Enrico GIOVANNINI, ex-ministre italien des Transports

Vendredi 21 Octobre 2022

« Notre choix est clairement d’aller de l’avant. Maintenant, c’est aussi au gouvernement français de faire sa part car il y a des retards »

Le nouveau gouvernement italien dirigé par Giorgia MELONI est officiellement entré en fonction le dimanche 23 octobre. Elle devient la première femme de l’histoire du pays à entrer au Palais Chigi pour présider le Conseil des ministres. Son parti « Fratelli d’Italia » et ses alliés de « Forza Italia » et de « La Lega » forment l’armature du gouvernement national-conservateur désormais aux manettes de la troisième économie de la zone euro.

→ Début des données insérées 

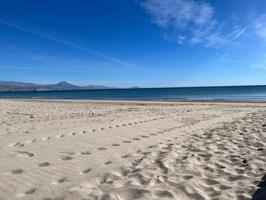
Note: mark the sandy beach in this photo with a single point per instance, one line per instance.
(131, 150)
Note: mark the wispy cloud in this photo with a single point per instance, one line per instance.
(71, 44)
(186, 21)
(260, 27)
(239, 32)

Tensions internationales, crise énergétique, inflation, dettes publiques…les défis de la nouvelle équipe sont immenses.

Au cours des derniers mois, anticipant sa confrontation annoncée avec l’exercice réel du pouvoir, la Romaine de 45 ans a considérablement adouci son discours sur bien des sujets, à commencer par celui d’une éventuelle sortie de l’euro qui n’est plus du tout à l’ordre du jour. Le portefeuille stratégique de l’Economie reste ainsi dans les mains de Giancarlo GIORGETTI, connu son tropisme pro-européen.  

Figure rassurante de la formation de centre-droit « Forza Italia », l’ancien Président du Parlement européen Antonio TAJANI hérite des affaires étrangères. Après la nomination de Mario DRAGUI à la tête du gouvernement en janvier 2020, la France et l’Italie avaient entamé une séquence diplomatique qualifiée de « lune de miel » par tous les analystes. En novembre dernier, les deux pays avaient ainsi signé le traité de coopération stratégique du Quirinal.   

Matteo SALVINI, nouveau ministre des Transports

Reste maintenant à savoir quelle tournure vont prendre les relations franco-italiennes après ce changement de casting. Une première rencontre informelle s’est déroulée à Rome dimanche 23 octobre, en marge de la Conférence pour la Paix de la communauté de Sant’Edigio.  

Si le Lyon-Turin n’a pas été évoqué, nul doute que ce grand dossier stratégique ne tardera pas à s’inviter dans les échanges bilatéraux. On le sait, l’Italie a pris une sérieuse longueur d’avance sur la France en ce qui concerne la réalisation de ses voix d’accès au tunnel sous les Alpes. En toute logique, les Italiens entendent mettre en service leur section nationale en même temps que l’ouvrage transfrontalier, et prennent donc progressivement les décisions en ce sens. La semaine dernière, une nouvelle étape a été franchie avec l’inscription dans la nouvelle loi budgétaire d’un chapitre dédié au financement de la section italienne. 

Mais plus l’Italie avance, plus elle s’inquiète des retards pris par la France sur la programmation de ses propres voies d’accès. Ces dernières semaines, la presse transalpine a pointé à plusieurs reprises les lenteurs françaises qui compromettent non seulement la réussite globale du programme mais aussi la possibilité pour l’Italie de pouvoir compter rapidement sur près d’un milliard d’euros de subventions européennes.

Dans des propos rapportés par la Repubblica, l’encore ministre des Transports Enrico GIOVANNINI confiait il y a quelques jours : « Notre choix est clairement d’aller de l’avant. Maintenant, c’est aussi au gouvernement français de faire sa part car il y a des retards ». Il a depuis passé le relais à Matteo SALVINI, nouveau titulaire depuis dimanche du portefeuille des Transports et des Infrastructures.